A "green" art show just opened up in Lexington titled "HOT: Artists Respond to Global Warming", where area artists wanted to "participate in the conversation about climate change" through their works.
The objective of the show was to go beyond the informational and factual aspects and allow the artists to become true evaluators of the world around them, she said. The results include numerous media -- pottery, sculpture, oil paintings, watercolor paintings, fabric, and multimedia. The exhibit is laid out clearly, taking visitors from the immediately accessible depictions of global warming to more abstract reflections of nature and the world...
It begins with Johnston's close-up photograph of a young girl's hand holding a melting chocolate chip ice cream cone. What appears to be a familiar summer scene is an image of both personal and political meaning to Johnston, the mother of two.
"I chose to use my daughter as the subject because she represents the next generation to inherit the earth. As a mother as well as an artist, I am extremely concerned about what we're leaving our future generations," said Johnston. "The melting ice cream cone represents the continuing imbalance in nature."
Imbalance in nature? It's a melting ice cream cone photo at an art show about global warming.
Issues such as pollution and consumerism are addressed in pieces like "We Love Our Cars" by Dilla Gooch Tingley, a gallery member. Using fabric, Tingley created a pristine landscape overflowing with traffic and monkeys driving automobiles.
"I was feeling very badly about the damage we've done to the earth. I'm very concerned about the choices we make as humans. I hope this show is educational and informative," said Tingley, who lives in Lincoln.
Monkeys driving cars. More skillful subtlety. Gautier is rolling his grave.

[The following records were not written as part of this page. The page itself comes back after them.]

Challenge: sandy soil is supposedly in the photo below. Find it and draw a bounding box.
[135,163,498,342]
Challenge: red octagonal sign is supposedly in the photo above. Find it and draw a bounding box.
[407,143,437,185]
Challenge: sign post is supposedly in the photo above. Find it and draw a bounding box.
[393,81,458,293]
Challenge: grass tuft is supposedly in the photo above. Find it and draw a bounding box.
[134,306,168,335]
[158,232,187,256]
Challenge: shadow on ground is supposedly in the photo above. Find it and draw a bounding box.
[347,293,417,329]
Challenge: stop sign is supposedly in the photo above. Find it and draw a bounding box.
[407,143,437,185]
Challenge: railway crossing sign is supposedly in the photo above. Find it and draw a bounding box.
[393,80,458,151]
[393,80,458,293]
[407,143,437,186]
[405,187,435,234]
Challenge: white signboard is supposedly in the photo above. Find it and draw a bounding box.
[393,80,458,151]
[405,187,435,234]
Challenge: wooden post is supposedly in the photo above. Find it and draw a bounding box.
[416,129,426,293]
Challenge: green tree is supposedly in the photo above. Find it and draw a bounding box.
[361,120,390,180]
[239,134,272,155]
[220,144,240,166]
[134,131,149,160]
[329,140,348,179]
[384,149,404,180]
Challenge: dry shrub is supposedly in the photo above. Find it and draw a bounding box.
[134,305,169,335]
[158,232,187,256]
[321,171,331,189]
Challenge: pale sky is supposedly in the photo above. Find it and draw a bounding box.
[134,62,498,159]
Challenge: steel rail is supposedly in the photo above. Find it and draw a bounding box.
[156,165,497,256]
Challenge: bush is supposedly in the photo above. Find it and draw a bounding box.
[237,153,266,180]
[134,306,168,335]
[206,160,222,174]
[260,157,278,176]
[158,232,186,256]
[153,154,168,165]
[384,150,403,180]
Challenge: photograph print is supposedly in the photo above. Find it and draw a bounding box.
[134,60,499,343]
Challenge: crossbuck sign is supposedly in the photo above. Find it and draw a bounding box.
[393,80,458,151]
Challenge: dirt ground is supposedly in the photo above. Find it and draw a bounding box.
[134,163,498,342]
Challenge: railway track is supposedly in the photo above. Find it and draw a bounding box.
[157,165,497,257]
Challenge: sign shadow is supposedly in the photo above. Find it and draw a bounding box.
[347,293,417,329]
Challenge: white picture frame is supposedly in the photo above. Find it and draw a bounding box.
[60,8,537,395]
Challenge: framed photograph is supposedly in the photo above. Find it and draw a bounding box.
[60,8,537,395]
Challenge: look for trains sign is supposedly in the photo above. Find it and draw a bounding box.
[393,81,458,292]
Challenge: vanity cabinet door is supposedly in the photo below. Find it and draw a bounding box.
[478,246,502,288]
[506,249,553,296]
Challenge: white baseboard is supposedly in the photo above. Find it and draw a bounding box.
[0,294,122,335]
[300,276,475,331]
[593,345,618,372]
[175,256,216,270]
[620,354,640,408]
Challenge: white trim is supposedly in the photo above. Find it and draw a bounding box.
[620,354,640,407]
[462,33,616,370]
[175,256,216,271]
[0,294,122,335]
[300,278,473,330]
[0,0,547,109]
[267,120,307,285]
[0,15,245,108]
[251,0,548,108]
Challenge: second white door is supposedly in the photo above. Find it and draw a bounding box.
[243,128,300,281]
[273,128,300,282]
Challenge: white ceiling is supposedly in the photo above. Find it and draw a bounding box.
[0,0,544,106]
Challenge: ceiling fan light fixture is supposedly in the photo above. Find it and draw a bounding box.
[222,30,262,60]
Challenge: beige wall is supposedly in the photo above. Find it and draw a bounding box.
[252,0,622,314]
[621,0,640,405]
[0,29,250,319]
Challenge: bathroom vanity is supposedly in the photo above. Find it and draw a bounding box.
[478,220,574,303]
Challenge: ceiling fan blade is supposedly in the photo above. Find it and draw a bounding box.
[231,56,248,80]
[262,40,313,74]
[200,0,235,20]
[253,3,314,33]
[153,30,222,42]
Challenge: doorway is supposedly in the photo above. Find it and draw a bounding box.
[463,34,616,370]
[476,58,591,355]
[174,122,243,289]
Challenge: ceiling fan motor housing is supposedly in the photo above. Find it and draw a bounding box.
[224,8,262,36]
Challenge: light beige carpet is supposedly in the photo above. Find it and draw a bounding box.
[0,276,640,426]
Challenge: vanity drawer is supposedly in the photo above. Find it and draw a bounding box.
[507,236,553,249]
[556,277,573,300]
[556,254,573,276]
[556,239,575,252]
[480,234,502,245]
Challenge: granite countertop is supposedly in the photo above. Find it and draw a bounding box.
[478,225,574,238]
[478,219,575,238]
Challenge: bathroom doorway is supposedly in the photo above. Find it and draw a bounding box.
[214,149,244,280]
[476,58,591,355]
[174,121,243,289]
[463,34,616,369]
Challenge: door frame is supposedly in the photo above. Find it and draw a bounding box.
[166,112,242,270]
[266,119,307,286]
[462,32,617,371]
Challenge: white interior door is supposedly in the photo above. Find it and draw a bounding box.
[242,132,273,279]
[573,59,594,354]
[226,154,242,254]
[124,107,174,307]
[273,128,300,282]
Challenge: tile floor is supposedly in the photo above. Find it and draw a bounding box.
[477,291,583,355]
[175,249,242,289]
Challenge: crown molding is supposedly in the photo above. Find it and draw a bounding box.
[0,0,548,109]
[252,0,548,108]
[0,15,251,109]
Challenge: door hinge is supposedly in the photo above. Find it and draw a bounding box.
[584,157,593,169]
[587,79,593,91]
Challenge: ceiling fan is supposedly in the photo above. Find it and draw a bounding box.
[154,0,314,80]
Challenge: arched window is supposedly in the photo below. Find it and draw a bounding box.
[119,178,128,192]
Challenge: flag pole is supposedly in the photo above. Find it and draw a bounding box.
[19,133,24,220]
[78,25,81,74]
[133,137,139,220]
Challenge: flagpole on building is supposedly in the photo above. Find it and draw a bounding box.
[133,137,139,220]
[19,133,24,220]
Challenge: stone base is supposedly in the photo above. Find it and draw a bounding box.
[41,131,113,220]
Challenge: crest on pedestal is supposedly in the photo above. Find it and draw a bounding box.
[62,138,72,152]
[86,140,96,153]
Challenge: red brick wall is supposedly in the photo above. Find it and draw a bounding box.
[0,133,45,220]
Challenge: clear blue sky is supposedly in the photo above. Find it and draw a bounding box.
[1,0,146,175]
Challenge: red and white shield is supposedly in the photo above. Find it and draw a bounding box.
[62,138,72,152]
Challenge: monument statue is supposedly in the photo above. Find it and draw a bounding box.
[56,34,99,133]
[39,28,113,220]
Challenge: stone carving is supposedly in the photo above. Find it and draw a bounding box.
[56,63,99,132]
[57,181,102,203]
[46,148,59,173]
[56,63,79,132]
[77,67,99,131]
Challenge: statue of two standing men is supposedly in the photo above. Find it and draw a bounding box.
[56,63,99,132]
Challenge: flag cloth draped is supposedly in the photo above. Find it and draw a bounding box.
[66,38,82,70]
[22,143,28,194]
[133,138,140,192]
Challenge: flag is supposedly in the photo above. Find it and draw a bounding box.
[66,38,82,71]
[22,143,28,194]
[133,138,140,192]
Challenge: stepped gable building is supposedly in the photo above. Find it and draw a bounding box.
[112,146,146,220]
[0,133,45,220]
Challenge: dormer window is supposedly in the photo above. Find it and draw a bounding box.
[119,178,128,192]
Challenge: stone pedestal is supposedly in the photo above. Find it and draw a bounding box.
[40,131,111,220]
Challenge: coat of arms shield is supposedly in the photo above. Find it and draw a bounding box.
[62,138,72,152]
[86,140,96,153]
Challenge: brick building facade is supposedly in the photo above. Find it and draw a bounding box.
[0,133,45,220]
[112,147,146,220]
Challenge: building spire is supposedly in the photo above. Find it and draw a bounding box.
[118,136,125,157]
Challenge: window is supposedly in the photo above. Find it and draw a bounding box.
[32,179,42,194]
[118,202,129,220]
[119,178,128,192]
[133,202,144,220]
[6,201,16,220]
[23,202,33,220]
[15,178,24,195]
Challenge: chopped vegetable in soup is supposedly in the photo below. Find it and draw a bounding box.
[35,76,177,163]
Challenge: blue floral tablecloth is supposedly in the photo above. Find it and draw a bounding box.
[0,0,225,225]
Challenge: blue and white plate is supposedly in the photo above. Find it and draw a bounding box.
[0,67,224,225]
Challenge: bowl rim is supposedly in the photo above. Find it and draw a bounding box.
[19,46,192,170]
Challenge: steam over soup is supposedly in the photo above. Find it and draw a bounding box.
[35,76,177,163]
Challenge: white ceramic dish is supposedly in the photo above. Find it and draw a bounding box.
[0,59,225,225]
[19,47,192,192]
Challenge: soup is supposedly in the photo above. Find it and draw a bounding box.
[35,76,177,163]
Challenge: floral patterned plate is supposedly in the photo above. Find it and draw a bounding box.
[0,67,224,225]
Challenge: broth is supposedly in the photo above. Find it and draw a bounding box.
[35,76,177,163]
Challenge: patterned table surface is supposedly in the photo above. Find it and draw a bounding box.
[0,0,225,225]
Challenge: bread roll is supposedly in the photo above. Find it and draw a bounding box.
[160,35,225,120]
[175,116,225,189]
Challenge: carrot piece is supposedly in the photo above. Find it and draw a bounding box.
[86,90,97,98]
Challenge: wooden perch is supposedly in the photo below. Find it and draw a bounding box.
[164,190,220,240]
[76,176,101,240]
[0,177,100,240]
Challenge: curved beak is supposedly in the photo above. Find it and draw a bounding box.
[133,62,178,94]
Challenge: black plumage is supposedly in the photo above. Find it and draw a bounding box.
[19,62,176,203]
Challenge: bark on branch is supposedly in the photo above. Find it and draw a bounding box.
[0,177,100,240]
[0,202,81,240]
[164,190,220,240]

Don't get me wrong. I love art, though a few years ago, I might have been less able to explain why exactly I do. My fiancé will be finishing her BFA in December, and I finished my BS this May. Over the past couple years, I have learned a great deal about art crit and philosophy from her, and she has turned her love for animals into a deeper appreciation of biology and evolution (which is often reflected in her paintings) through my random blatherings about science.
We try to hit all the art museums when vacationing. When we visited NYC last year, the Whitney was having their Biennial, so the place was filled with the latest and greatest, as it were. I've never seen such a large collection of obtuse garbage sponsored by a relatively prestigious institution in my life. Floor after floor was lined with amateurish, beat-you-over-the-head messages - a mannequin wearing a flak jacket covered with books by Malcolm X and other black activists, the disembodied head of George W. on a blank canvas, huge collages with "Fuck the War" sloppily painted between sheets of dirty newspaper (and don't get me started on "video art").
It was a record run through the place. The only place we lingered was an exhibit featuring Calder's Circus (they had this video on repeat, which was fun to watch). Why? Because there was nothing to consider, nothing to analyze. The messages were so obvious that they trumped any marginal aesthetic value these pieces might have had.
Perhaps it's just a plain lack of skill. Maybe it's intentional. Regardless, I question the actual value it has for its intended meaning. Are the messages portrayed in these works reaching more people? Are they indeed spreading awareness or just preaching to the choir?
The artists in the Lexington show claim that An Inconvenient Truth is illustrative of how profound an impact that art can have on people. But An Inconvenient Truth is not art. Al Gore walking back in forth and climbing ladders in front of a PowerPoint presentation has little aesthetic value (for most of us, anyway), and beyond that, the film's intent is to transmit a message through detailed textual information, not through imagery or abstraction.
We value art for the way shape, color and texture arranged in patterns can stimulate senses and draw us in to the art itself, to ponder its own elements, its own nature. When other messages - including those I support, like global warming - are superimposed on a work and given meaning beyond the pure aesthetic value, the work loses all subtlety and ceases to be valuable as art.
As Oscar Wilde once said:
All bad poetry springs from genuine feeling. To be natural is to be obvious, and to be obvious is to be inartistic.
- Log in to post comments
When the ruling class loses sight of reality and subsidizes crap as art; the results of art education cutbacks in public schools and the ignorance of the public becomes a controlling factor in determining what draws public support. It's a vicious circle of the public pennies supporting public institutions; the majority demands crap because crap is all they can relate to.
Historically, artists have been society's observers; reflecting and recording. Since photography isn't art, well, that's a moot point about the shot of the melting stuff in the kids's hand. No art involved.